While it's clear that the crime and the conspiracy to commit it were part of a common scheme or plan, I think John Prior wins on the issue of undue prejudice. I think the key for Prior is this statement from Nava: "Having found error in the refusal to sever the charges, the potential exists that the jury heard inadmissible evidence."
I've thought all along that the stronger argument against joinder was for Mark Means to make. The argument is that Lori is only charged with the conspiracy to destroy, conceal, or alter evidence. The state doesn't have to put on any evidence that the crime of destroying, concealing, or altering evidence actually occurred.
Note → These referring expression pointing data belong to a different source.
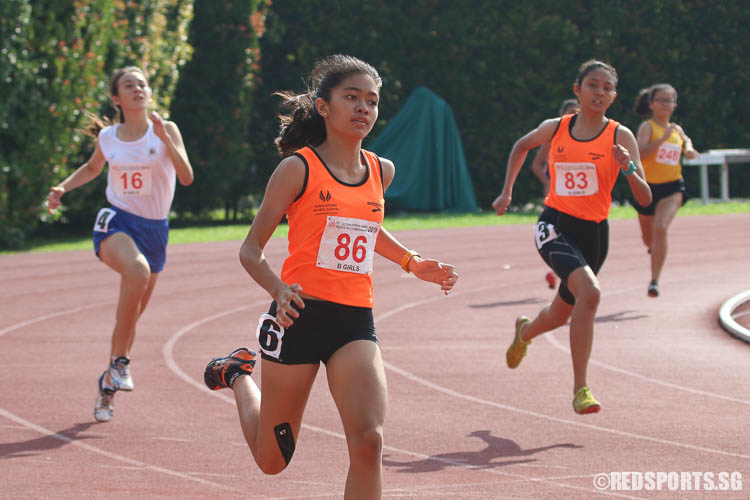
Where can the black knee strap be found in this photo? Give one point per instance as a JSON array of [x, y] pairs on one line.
[[285, 438]]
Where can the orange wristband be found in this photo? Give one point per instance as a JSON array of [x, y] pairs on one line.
[[407, 258]]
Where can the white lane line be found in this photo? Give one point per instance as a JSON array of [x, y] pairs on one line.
[[556, 343], [50, 316], [494, 404], [168, 354], [137, 464]]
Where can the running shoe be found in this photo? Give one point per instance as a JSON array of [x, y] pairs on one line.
[[119, 374], [222, 372], [653, 289], [584, 402], [105, 406], [551, 280], [517, 349]]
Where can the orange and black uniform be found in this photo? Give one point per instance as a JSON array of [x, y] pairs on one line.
[[333, 226], [573, 230]]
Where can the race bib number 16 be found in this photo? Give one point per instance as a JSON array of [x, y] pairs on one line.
[[348, 245]]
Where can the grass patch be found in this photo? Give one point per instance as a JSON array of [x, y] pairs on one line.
[[395, 222]]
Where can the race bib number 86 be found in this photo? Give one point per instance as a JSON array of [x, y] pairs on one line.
[[348, 244]]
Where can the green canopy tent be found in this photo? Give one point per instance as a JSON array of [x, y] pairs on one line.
[[423, 142]]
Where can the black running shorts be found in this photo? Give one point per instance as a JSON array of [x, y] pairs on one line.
[[659, 192], [322, 328], [567, 243]]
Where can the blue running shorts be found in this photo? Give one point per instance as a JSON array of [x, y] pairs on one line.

That means that the state only has to prove the agreement among Chad, Lori, and Alex. They don't have to prove the crime was committed. Conversely, in Chad's case, he is charged with actually doing the crime. That means all the information and grisly photos come in against him. The jury could be so inflamed by that information that they would find Lori guilty of the conspiracy, even if the evidence of her complicity were flimsy. In other words, even though the crimes were part of a common scheme or plan, Lori would be unduly prejudiced by the admission of the evidence against Chad. This issue is now irrelevant (or as we lawyers say, moot) because Lori waived her objection to joining the cases.
I don't think the Nava case does John Prior much good. I think the prosecutor can prove evidence of a common scheme, and I don't think the evidence unduly prejudices Chad.